Really useful mash ups – MAPLight

This is one of the most useful examples of a data mash up that I have seen. It is a brillient piece of socially responsible publishing that lifts the lid on the relationships between US politics and money.

MAPLight.org says of itself “MAPLight.org, a groundbreaking public database, illuminates the connection between campaign donations and legislative votes in unprecedented ways. Elected officials collect large sums of money to run their campaigns, and they often pay back campaign contributors with special access and favorable laws. This common practice is contrary to the public interest, yet legal. MAPLight.org makes money/vote connections transparent, to help citizens hold their legislators accountable.”


The power of mass creativity or a distraction for good design?

I got two messages yesterday within five minutes of each other that illustrate the dichotomies of web 2.0 and its impact on how I see the 24 Hour Museum’s work as a publisher.

The first was the regular email from the grandfather of web advice Jacob Nielson.

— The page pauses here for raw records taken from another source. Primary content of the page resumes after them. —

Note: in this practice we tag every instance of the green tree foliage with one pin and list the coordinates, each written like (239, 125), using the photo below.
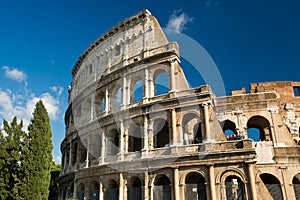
(54, 185)
(39, 158)
(12, 145)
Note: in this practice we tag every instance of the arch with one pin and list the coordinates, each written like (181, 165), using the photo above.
(112, 190)
(273, 185)
(81, 195)
(235, 188)
(161, 82)
(135, 188)
(258, 128)
(82, 151)
(87, 110)
(112, 142)
(74, 153)
(162, 187)
(116, 97)
(191, 128)
(137, 89)
(99, 102)
(135, 138)
(195, 186)
(229, 129)
(161, 133)
(94, 194)
(296, 186)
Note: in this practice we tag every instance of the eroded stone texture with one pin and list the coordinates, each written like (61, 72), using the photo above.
(129, 138)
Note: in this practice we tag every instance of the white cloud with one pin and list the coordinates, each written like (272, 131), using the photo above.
(178, 20)
(14, 74)
(22, 104)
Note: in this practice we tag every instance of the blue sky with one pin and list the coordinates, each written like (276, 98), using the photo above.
(249, 41)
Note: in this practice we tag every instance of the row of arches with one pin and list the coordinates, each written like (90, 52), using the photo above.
(258, 129)
(111, 98)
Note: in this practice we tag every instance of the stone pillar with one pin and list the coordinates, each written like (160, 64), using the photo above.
(121, 187)
(172, 74)
(106, 101)
(145, 146)
(101, 195)
(122, 138)
(174, 131)
(103, 147)
(146, 84)
(150, 134)
(212, 183)
(70, 155)
(146, 187)
(206, 121)
(151, 87)
(176, 184)
(252, 181)
(87, 153)
(124, 93)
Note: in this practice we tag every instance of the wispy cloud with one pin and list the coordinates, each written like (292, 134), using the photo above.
(212, 3)
(178, 20)
(14, 74)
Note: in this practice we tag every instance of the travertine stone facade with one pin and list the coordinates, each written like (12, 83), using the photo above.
(136, 130)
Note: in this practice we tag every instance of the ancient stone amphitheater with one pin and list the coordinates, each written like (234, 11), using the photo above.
(136, 130)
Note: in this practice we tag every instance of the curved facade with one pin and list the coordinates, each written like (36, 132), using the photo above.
(136, 130)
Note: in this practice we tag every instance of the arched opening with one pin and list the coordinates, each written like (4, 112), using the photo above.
(229, 129)
(82, 152)
(116, 98)
(195, 186)
(235, 188)
(95, 146)
(296, 185)
(273, 185)
(161, 133)
(135, 189)
(113, 138)
(161, 82)
(74, 153)
(258, 129)
(99, 103)
(135, 138)
(87, 108)
(112, 191)
(81, 191)
(191, 128)
(94, 194)
(137, 92)
(162, 188)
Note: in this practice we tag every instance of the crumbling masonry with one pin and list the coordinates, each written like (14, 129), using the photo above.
(129, 136)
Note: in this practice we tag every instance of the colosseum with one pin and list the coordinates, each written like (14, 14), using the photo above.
(135, 129)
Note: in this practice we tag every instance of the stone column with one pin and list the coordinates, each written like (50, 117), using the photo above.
(124, 93)
(172, 74)
(101, 195)
(70, 155)
(176, 184)
(212, 183)
(252, 181)
(150, 134)
(146, 84)
(121, 187)
(174, 131)
(106, 101)
(146, 187)
(145, 146)
(122, 137)
(206, 121)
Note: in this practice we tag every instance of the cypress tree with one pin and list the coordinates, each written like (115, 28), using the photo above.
(11, 171)
(39, 158)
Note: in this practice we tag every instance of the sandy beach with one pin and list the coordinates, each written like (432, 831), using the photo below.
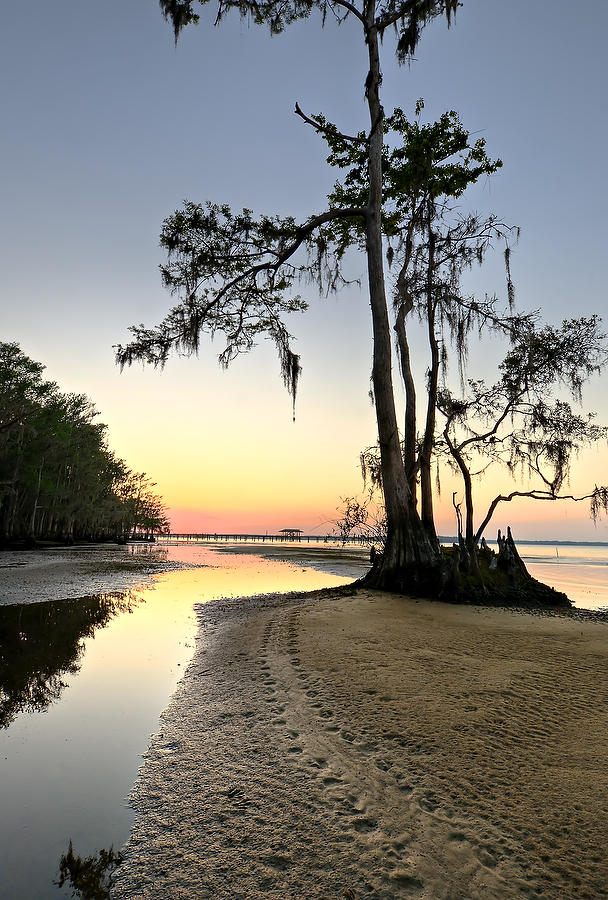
(370, 745)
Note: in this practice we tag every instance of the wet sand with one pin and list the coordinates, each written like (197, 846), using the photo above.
(36, 576)
(375, 746)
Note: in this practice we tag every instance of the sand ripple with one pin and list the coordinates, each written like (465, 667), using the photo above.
(372, 746)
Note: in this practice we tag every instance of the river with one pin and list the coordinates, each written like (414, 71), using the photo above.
(84, 678)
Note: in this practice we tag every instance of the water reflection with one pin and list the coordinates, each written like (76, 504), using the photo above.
(42, 643)
(89, 877)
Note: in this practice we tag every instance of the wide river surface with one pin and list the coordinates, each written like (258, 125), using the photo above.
(85, 675)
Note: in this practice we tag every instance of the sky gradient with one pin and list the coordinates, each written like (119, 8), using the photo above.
(107, 127)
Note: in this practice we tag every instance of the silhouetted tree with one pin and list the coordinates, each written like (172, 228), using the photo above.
(58, 477)
(234, 273)
(519, 424)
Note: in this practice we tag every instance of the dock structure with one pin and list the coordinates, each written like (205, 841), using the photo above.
(287, 534)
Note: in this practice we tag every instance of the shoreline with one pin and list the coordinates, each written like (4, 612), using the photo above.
(354, 740)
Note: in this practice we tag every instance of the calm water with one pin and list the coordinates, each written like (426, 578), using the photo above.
(83, 682)
(79, 703)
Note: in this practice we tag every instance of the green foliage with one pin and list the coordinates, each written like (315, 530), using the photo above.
(521, 422)
(58, 477)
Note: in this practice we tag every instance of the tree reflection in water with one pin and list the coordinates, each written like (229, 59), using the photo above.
(41, 643)
(90, 877)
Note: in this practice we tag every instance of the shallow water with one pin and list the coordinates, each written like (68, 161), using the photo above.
(83, 683)
(579, 570)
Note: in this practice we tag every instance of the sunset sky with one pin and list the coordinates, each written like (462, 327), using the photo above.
(107, 128)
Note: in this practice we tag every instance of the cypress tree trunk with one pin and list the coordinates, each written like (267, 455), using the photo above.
(411, 558)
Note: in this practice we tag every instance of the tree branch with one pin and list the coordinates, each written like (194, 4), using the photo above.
(325, 129)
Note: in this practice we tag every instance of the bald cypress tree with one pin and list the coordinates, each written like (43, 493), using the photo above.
(233, 274)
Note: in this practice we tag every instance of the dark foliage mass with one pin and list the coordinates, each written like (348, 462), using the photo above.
(42, 643)
(397, 201)
(58, 478)
(89, 877)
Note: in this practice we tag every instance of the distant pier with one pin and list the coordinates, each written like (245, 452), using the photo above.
(279, 538)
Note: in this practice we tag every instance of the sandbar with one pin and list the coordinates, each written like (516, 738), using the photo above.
(365, 744)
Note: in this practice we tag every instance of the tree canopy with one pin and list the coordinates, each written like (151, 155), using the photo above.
(238, 274)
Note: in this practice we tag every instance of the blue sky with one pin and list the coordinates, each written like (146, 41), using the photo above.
(107, 127)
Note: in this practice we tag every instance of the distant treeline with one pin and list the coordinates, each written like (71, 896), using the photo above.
(58, 478)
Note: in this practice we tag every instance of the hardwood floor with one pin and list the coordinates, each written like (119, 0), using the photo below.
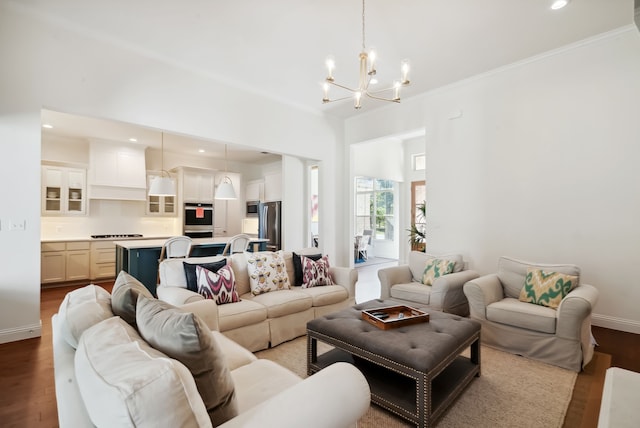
(28, 393)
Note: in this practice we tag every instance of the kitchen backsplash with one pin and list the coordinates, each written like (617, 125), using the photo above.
(109, 217)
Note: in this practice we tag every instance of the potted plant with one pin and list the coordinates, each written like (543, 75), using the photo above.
(417, 231)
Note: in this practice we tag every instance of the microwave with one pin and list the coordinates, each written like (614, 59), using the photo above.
(253, 208)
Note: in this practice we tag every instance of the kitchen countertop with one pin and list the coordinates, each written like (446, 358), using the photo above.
(90, 239)
(155, 243)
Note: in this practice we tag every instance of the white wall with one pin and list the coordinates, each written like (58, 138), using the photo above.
(45, 66)
(542, 165)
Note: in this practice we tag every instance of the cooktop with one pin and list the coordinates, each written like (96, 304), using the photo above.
(126, 235)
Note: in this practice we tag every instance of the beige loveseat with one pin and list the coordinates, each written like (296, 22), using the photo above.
(403, 284)
(107, 375)
(561, 336)
(257, 322)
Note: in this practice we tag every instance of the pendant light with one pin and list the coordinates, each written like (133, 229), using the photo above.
(225, 188)
(162, 186)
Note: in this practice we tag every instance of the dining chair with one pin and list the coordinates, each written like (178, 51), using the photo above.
(173, 248)
(236, 244)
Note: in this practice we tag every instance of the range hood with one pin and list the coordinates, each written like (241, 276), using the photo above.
(117, 171)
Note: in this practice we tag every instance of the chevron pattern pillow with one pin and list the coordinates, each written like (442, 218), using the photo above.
(315, 273)
(546, 288)
(219, 286)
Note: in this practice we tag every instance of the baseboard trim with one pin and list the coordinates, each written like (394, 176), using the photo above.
(21, 333)
(614, 323)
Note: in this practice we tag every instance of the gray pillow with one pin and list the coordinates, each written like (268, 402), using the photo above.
(124, 296)
(185, 337)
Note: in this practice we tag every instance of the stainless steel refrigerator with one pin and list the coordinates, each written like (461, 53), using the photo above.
(271, 224)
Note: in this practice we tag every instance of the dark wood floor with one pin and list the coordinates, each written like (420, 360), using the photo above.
(27, 397)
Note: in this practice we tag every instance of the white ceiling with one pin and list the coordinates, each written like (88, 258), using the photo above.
(278, 47)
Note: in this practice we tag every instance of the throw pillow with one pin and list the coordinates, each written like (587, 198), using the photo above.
(297, 266)
(185, 337)
(436, 268)
(315, 272)
(81, 309)
(190, 272)
(546, 288)
(219, 286)
(267, 272)
(124, 296)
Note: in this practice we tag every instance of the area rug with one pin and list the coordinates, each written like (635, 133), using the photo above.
(512, 391)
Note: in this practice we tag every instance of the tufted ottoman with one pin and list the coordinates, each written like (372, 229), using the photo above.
(415, 371)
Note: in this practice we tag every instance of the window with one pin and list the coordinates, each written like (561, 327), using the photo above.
(375, 207)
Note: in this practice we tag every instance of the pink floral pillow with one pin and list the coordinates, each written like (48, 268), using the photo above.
(219, 286)
(315, 273)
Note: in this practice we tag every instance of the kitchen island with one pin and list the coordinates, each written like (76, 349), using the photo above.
(139, 258)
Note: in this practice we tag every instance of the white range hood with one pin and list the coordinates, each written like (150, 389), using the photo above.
(117, 171)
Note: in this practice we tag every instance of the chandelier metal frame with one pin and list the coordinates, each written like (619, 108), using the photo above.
(366, 77)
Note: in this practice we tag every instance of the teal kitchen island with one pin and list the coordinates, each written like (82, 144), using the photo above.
(139, 258)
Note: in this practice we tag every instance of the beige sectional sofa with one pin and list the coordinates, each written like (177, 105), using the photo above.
(108, 374)
(257, 322)
(403, 284)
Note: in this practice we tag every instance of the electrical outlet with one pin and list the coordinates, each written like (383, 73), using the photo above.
(19, 225)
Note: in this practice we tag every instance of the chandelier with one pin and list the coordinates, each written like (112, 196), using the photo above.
(366, 78)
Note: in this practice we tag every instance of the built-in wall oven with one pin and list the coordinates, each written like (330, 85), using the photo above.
(198, 220)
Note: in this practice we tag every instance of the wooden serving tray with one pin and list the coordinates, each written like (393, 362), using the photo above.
(395, 319)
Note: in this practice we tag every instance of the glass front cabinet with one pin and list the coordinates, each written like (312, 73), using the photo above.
(64, 191)
(160, 205)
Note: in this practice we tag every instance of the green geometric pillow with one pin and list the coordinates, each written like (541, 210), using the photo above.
(546, 288)
(436, 268)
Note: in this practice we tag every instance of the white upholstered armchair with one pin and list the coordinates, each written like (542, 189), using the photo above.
(560, 336)
(404, 284)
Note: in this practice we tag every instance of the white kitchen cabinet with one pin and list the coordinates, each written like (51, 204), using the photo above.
(64, 261)
(254, 191)
(63, 191)
(228, 213)
(198, 185)
(160, 205)
(103, 260)
(273, 187)
(53, 263)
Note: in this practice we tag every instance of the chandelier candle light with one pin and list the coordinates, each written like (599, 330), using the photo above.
(366, 78)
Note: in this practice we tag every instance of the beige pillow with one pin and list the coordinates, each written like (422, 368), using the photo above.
(124, 382)
(81, 309)
(546, 288)
(183, 336)
(124, 296)
(435, 268)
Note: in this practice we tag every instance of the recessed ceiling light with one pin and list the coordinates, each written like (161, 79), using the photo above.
(559, 4)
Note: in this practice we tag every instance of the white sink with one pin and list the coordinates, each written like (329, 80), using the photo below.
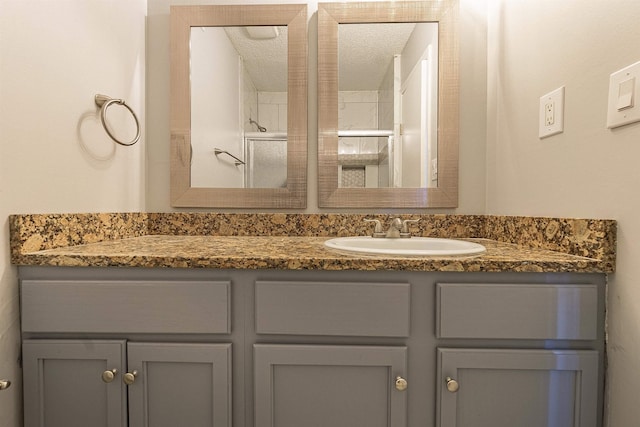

I remember when I first brought his book on web design in 1996, I read it from cover to cover and realised that despite being full of what now seems like the bleeding obvious, it was clearly good stuff and still is.

His latest opinion piece was called Web 2.0 ‘distracts good design’ and even got a write up on the BBC. Basically, it takes the view that a lot of all this web 2.0 stuff is a bit of a bandwagon that everyone is jumping on, focussing on UGC, mash-ups and participation before achieving any real stabitily of a core website with good accessible content.

The second message was about the Culture 2.0, international conference in Amsterdam, whose keynote is Charles Leadbeater talking about his new book ‘we think’.

Charles is an antidote to Nielson. A technology optimist who is clearly making his living pondering and exploring the sociological implications of all this new web stuff and its impact on culture (nice idea hey …?).

He has published what he calls the first reader editing book –‘We Think’. He says the basic idea is simple, creativity is collaborative and all the web 2.0 sites are expanding the opportunities for people to participate online. He says “what is striking about Wikipedia, Linux, Second Life, Youtube and many more is the way they take familiar ingredients and combine them to allow people to collaborate creatively at mass scale.”

Well, none of this is new for me but I know that it is for many in the sector I work in who are still grappling with the worry that if they have a website it will mean less real visitors – the cultural equivalent of thinking if you make new friends, it means that your old friends won’t like you – e.g. naive.

I actually liked his idea of a collaborative book because the book is actually about creativity and collaboration. Nice circular referencing. But the comments at the end of a guardian article also ring true and despite being a bit snotty, I kind of agree with.

If fact, I think the truth lies in both Nielson’s reflections and Charlie’s ‘everyone as author’ ideas.

I believe there is definitely something new happening online but it’s for *some* people, in some sites – and youtube, twitter, flickr etc. are testimony to that. But Nielson is also right that for the other online services (most of which are things that reflect something in the real world) they absolutely do need to be focussed, user friendly and well written.

I lesson for the 24 Hour Museum I believe is to do both.

Themed RSS

The National Archives have done a very cool thing. They have created a page for their users that shows, in one place, all the RSS feeds that they know about (from themselves and others) about a particular subject. The cool bit is that they have done it through a third party service, which is simple, free (for now anyway!) and just really does the job well. It’s an aggregator that you can personalise, and the NA page is branded with their logo. The page, called a Universe, is for history and family history enthusiasts. It shows everything that is new at The National Archives along with many other things they think you’ll find interesting. Obviously, as its RSS it’s always up to date.

Netvibes is “a free, third-party service that allows you to create a personalised web page bringing content, such as news feeds, together from many different places on the web. Setting up an account is not required, but it is quick and easy and then all of your settings will be remembered.”

Offering ways for individuals to personalise a homepage with RSS and web content etc is not new but I have not seen this kind of thing pitched at publishers before.